Ces plumes romancières du X°

Magdalena Boudy

« Et vous Dorothée ? » de Magdalena Boudy. Editions Baudelaire.

 

Le X° ne manque décidément pas de plumes fraiches.

On connait celle de Philippe Jaenada qui a failli rafler le Renaudot avec « La Petite Femelle » (Julliard), et aussi celle de Nicolas Bouyssi Prof au Lycée Colbert, qui passe au hachoir les faux nez de l’époque et laboure un sillage bien profond dés son premier roman ( « Le Gris », 2007, P.O.L).

Bouyssi  en remet un sacré coup de pioche avec « S’autodétruire avec les enfants » (2011. P.O.L) et vient d’asséner un dernier coup de pelle à l’urbano-sociologisme dans « Décembre ». Toujours Chez P.O.L.

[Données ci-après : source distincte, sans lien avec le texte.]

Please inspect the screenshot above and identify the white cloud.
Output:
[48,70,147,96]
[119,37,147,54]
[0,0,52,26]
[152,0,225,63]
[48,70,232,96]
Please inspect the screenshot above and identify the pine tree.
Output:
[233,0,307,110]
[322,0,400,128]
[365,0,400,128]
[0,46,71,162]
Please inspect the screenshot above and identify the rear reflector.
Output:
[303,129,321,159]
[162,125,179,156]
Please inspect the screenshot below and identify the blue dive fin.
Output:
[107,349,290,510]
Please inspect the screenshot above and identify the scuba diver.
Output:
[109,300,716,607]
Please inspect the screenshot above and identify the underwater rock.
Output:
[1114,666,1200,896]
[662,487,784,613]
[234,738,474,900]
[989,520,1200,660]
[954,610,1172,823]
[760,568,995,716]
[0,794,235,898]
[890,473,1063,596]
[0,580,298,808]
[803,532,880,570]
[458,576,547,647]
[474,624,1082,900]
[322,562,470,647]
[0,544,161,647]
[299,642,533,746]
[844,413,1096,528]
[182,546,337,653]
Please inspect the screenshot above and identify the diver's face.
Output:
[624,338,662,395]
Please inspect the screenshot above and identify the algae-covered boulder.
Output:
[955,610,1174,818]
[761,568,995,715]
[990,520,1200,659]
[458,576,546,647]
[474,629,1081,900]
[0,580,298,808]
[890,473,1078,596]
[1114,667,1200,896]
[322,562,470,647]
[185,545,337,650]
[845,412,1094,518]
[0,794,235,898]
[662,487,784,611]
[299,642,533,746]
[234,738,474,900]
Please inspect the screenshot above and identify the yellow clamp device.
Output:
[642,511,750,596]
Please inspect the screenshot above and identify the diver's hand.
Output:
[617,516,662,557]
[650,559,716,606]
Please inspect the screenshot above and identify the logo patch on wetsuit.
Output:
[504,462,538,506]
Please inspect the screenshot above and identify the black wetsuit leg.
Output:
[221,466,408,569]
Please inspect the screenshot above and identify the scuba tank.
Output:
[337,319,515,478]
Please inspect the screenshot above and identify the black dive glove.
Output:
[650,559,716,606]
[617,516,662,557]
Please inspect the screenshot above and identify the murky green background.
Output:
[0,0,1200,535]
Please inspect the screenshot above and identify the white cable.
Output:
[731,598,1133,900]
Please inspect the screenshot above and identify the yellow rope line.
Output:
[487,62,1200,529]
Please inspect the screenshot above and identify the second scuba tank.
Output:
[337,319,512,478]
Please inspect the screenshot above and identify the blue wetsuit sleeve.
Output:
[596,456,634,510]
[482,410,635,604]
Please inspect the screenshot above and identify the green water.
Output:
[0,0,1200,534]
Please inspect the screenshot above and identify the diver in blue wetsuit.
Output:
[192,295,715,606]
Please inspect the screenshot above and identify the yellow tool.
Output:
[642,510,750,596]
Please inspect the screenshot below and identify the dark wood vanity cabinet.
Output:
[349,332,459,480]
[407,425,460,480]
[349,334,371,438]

Dernière venue dans le cercle dixiémiste, Magdalena Boudy, qui vient de publier son premier roman : « Et vous Dorothée ? » aux Éditions Baudelaire. Roman noir foncé comme la couverture où rugit un chien à crocs découverts et une maman qui pousse poussette.

Le polar est campé : la jeune femme et son fléau.

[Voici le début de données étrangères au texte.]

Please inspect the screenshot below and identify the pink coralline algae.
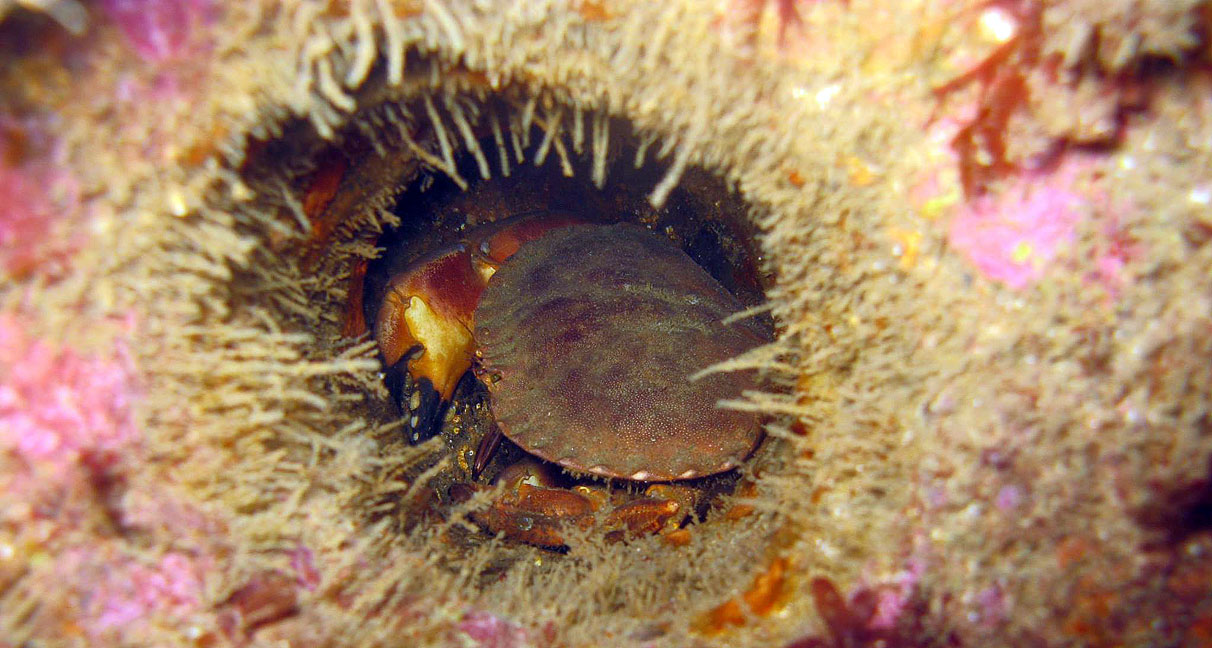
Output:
[0,314,138,481]
[101,0,216,62]
[948,168,1086,291]
[0,130,79,277]
[457,612,531,648]
[57,544,213,640]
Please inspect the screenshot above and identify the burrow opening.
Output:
[226,73,809,632]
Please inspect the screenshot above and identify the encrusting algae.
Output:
[0,0,1212,647]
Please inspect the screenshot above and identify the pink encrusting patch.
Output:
[457,612,532,648]
[0,314,139,480]
[0,152,79,276]
[56,543,215,640]
[948,168,1088,289]
[101,0,216,62]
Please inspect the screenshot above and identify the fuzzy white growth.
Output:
[316,57,358,113]
[395,105,469,191]
[518,97,538,148]
[591,113,610,189]
[505,112,526,165]
[635,133,657,168]
[648,134,692,210]
[446,97,492,179]
[572,105,585,155]
[527,104,564,166]
[425,94,467,190]
[488,114,509,178]
[345,0,378,87]
[375,0,404,86]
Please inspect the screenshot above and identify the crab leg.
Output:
[375,213,584,443]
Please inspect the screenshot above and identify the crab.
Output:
[375,213,768,547]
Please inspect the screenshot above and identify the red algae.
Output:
[456,612,532,648]
[53,543,213,641]
[99,0,217,62]
[0,314,141,478]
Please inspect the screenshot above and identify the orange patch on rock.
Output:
[701,557,790,635]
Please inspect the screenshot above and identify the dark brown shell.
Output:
[475,224,766,481]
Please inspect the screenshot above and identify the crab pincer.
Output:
[375,214,582,442]
[376,214,768,546]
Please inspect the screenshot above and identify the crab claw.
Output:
[375,245,491,441]
[375,213,582,445]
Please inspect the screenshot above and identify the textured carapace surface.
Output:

Ça commence du côté de l’École Aqueduc quand Dorothée tue un mastiff enragé qui s’attaque à sa fille. Un fait divers puis  une médiatisation qui provoquent la bascule du récit dans les abysses gouvernées par un serial killer.

Un kidnapping. Un pervers attentionné. Une maison isolée du côté de Fontainebleau. Les flashs back de la solitude. L’ambivalence de la victime et l’ambivalence du tueur.

«Un scénario prétexte» confie Magdalena Boudy,  qui suit sa Dorothée et ses quiproquos en allant et venant dans les sable mouvants  des souvenirs.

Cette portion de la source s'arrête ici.